Review: Lyle Lovett op Cactusfestival 2011
Trok daar een stoet geharnast kippenvel voorbij? Voelden we plots cowboyboots aan onze voeten groeien? En ging de wei van Cactus niet geuren naar barbecue, whisky en smeulend kampvuur? Yup: Lyle Lovett trakteerde op gulle countryblues die je niet van je lijf gewassen kreeg.
De songs van Lyle Lovett - met zijn karakterkop lijkt hij wel het ontbrekende personage in 'The Simpsons' - wonen in Amerikaanse negorijen. Ze kiemen er uit stoffige gronden. De zon zweet altijd hoog aan de hemel, de mannen worden niet gezien zonder flacon Jack bij de hand, en liefdesdisputen beslecht men nog weleens met een revolver.

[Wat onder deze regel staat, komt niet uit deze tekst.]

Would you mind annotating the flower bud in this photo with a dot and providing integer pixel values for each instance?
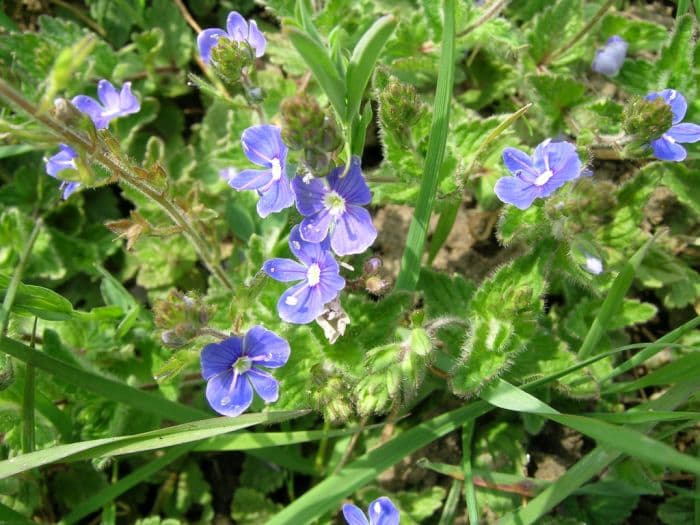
(647, 120)
(230, 59)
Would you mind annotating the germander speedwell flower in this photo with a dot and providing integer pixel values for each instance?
(237, 29)
(319, 275)
(112, 103)
(232, 369)
(666, 147)
(263, 146)
(381, 512)
(550, 167)
(336, 210)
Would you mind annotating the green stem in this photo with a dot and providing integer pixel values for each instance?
(469, 491)
(28, 439)
(127, 175)
(578, 36)
(415, 243)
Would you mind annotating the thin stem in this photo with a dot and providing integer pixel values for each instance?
(578, 36)
(415, 242)
(28, 420)
(125, 174)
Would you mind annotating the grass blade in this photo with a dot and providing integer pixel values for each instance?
(411, 260)
(155, 439)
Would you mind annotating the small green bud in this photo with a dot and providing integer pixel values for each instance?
(647, 120)
(230, 59)
(400, 108)
(7, 372)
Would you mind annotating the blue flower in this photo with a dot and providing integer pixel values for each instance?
(666, 147)
(337, 207)
(609, 60)
(381, 512)
(237, 29)
(263, 146)
(319, 275)
(232, 370)
(112, 103)
(64, 159)
(550, 167)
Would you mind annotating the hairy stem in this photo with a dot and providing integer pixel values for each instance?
(126, 174)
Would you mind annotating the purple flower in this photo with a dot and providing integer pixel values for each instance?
(112, 104)
(338, 208)
(610, 58)
(551, 165)
(237, 29)
(381, 512)
(64, 159)
(263, 146)
(232, 369)
(666, 147)
(319, 275)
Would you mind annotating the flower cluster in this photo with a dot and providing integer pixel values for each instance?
(112, 104)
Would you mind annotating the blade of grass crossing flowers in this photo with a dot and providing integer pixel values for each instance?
(155, 439)
(113, 491)
(613, 301)
(449, 509)
(109, 388)
(631, 442)
(469, 491)
(316, 57)
(415, 242)
(593, 462)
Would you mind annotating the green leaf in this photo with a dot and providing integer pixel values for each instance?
(323, 69)
(153, 440)
(362, 62)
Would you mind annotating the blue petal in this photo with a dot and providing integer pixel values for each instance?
(219, 357)
(266, 347)
(315, 227)
(514, 191)
(300, 304)
(92, 109)
(309, 195)
(250, 179)
(352, 187)
(236, 26)
(353, 515)
(516, 161)
(206, 40)
(666, 149)
(276, 197)
(264, 384)
(229, 396)
(256, 39)
(383, 512)
(128, 103)
(263, 143)
(686, 132)
(674, 99)
(284, 270)
(108, 95)
(306, 252)
(353, 232)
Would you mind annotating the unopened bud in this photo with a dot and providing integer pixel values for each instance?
(647, 120)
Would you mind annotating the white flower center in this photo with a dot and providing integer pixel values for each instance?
(276, 169)
(335, 204)
(543, 178)
(313, 274)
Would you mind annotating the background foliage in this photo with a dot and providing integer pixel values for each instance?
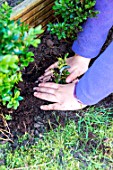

Lovett zelf is de gentleman die zijn meisje vriendelijk vraagt of hij haar mag bestijgen, en zoja, hoe mevrouw het het liefst zou willen. Daarna rookt hij shag, en speelt hij countryblues voor lui bij wie het glas halfvol noch halfleeg is - gewoon half. Dat laatste deed hij ook op Cactus: vijfenzeventig hemelse minuten.
De verstilde weemoed van 'Private Conversation', 'If I Had a Boat' en bis 'She's No Lady' trok baantjes in ons bloed, en bij de hupse country van 'L.A. County', 'Cowboy Man' en 'Rollin' By' droomden we een cowboy die thuiskomt na nachten zwerven op de prairie - de ranch ruikt naar barbecuevlees, en vrouwlief krijgt een besmuikte kus.
Topconcert, quoi. Voor het eerst in ons leven gaven wij een denkbeeldig paard de sporen, en dribbelden we in galop de wei over. Gelooft u ons, een zicht was het niet.
Quote
'Zoveel mooie koppeltjes hier!' - bedankt om het er nog eens in te wrijven, Lyle.
Hoogtepunt
'I'll Come Knocking': kniehoog in de melancholie prevelden wij een flauw schietgebedje.